Batuk berkepanjangan itu kemudian membawanya pada serangkaian pemeriksaan seperti rontgen, tes darah, hingga akhirnya diketahui bahwa ia terserang penyakit bernama ITP (Immune Thrombocytopenia). Yaitu gangguan autoimun yang menyerang trombosit darah.

“Trombosit saya rendah. Waktu itu seingat saya di 50 ribu,” cerita William. Padahal jumlah trombosit normal antara 150.000–400.000 per mikroliter.

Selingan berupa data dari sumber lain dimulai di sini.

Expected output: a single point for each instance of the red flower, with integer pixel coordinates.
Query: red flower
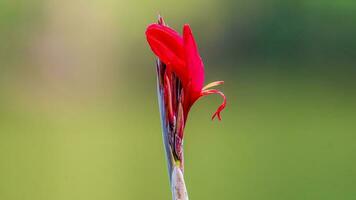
(181, 56)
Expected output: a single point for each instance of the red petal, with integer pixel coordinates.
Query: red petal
(166, 43)
(194, 63)
(213, 84)
(221, 107)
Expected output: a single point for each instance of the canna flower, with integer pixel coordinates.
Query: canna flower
(181, 56)
(180, 79)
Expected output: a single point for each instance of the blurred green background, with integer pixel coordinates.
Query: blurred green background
(79, 116)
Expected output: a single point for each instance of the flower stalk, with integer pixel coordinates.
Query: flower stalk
(170, 94)
(180, 78)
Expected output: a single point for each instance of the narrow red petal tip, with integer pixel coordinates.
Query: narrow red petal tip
(221, 107)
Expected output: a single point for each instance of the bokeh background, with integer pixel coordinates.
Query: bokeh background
(79, 116)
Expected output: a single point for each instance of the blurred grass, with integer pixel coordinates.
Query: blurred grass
(281, 137)
(78, 105)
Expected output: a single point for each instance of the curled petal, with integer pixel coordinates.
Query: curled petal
(221, 107)
(193, 61)
(213, 84)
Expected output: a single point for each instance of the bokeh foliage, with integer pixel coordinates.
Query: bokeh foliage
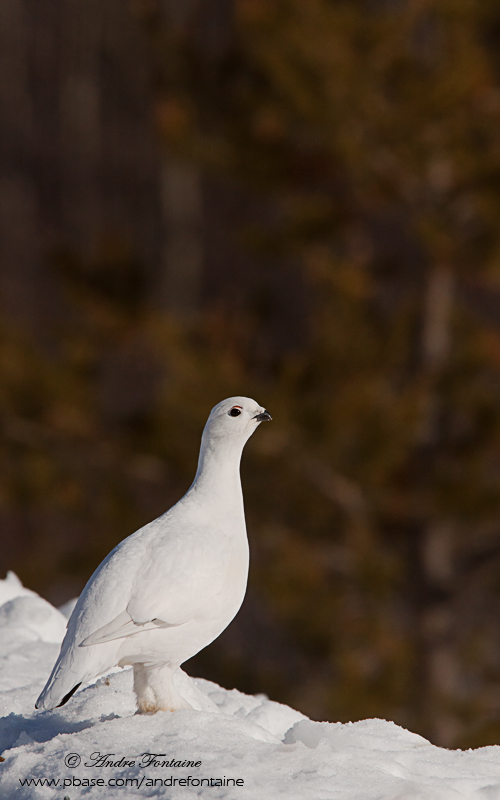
(368, 134)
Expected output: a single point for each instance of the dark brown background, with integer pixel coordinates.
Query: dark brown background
(298, 202)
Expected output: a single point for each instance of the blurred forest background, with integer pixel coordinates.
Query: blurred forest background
(297, 201)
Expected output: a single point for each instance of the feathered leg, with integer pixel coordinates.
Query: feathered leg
(155, 690)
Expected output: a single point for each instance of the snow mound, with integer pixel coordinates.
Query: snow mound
(234, 746)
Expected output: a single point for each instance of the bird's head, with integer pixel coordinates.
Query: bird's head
(235, 419)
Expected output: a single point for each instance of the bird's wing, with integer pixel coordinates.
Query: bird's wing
(172, 585)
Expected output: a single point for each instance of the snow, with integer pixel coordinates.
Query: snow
(249, 747)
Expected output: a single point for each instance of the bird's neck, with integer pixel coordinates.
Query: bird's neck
(217, 483)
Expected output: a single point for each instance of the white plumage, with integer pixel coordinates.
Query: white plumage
(171, 588)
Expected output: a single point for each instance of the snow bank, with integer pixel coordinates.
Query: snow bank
(245, 747)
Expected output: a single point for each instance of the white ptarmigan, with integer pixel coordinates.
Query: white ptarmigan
(170, 588)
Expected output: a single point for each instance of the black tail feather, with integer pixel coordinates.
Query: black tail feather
(70, 694)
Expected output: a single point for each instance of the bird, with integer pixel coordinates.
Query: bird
(169, 589)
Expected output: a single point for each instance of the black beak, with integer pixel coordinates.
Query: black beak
(264, 416)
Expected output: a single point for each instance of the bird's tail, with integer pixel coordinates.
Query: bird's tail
(75, 666)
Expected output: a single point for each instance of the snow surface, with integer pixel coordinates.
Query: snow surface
(273, 751)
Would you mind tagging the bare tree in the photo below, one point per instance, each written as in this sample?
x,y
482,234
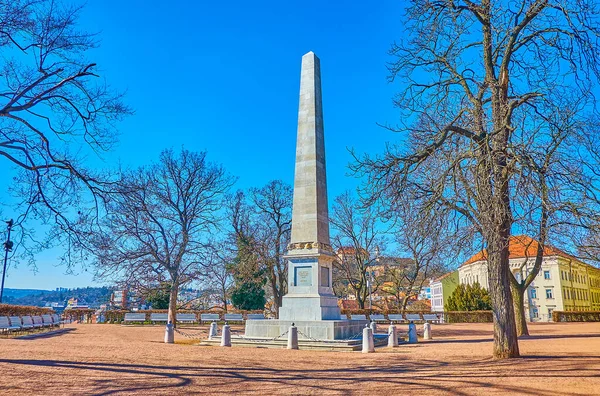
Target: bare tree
x,y
215,272
423,237
358,240
272,225
160,219
54,112
478,75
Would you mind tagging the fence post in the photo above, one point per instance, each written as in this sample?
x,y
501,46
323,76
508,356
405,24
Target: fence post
x,y
427,331
368,344
214,331
373,326
392,336
226,336
293,337
169,334
412,333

Rumah sakit kemudian jadi tempat yang akrab bagi William. Obat-obatan, suntikan steroid, opname, dan kontrol mingguan yang melelahkan jadi rutinitasnya di tahun 2020 hingga 2023. Setiap pekan grafik trombositnya menurun. Setiap pekan pula William dan keluarga mencoba tetap kuat.

William tetap menjalani kuliah sambil bekerja. Mimpi-mimpinya tak berhenti, meski tubuhnya kadang memaksanya melambat.  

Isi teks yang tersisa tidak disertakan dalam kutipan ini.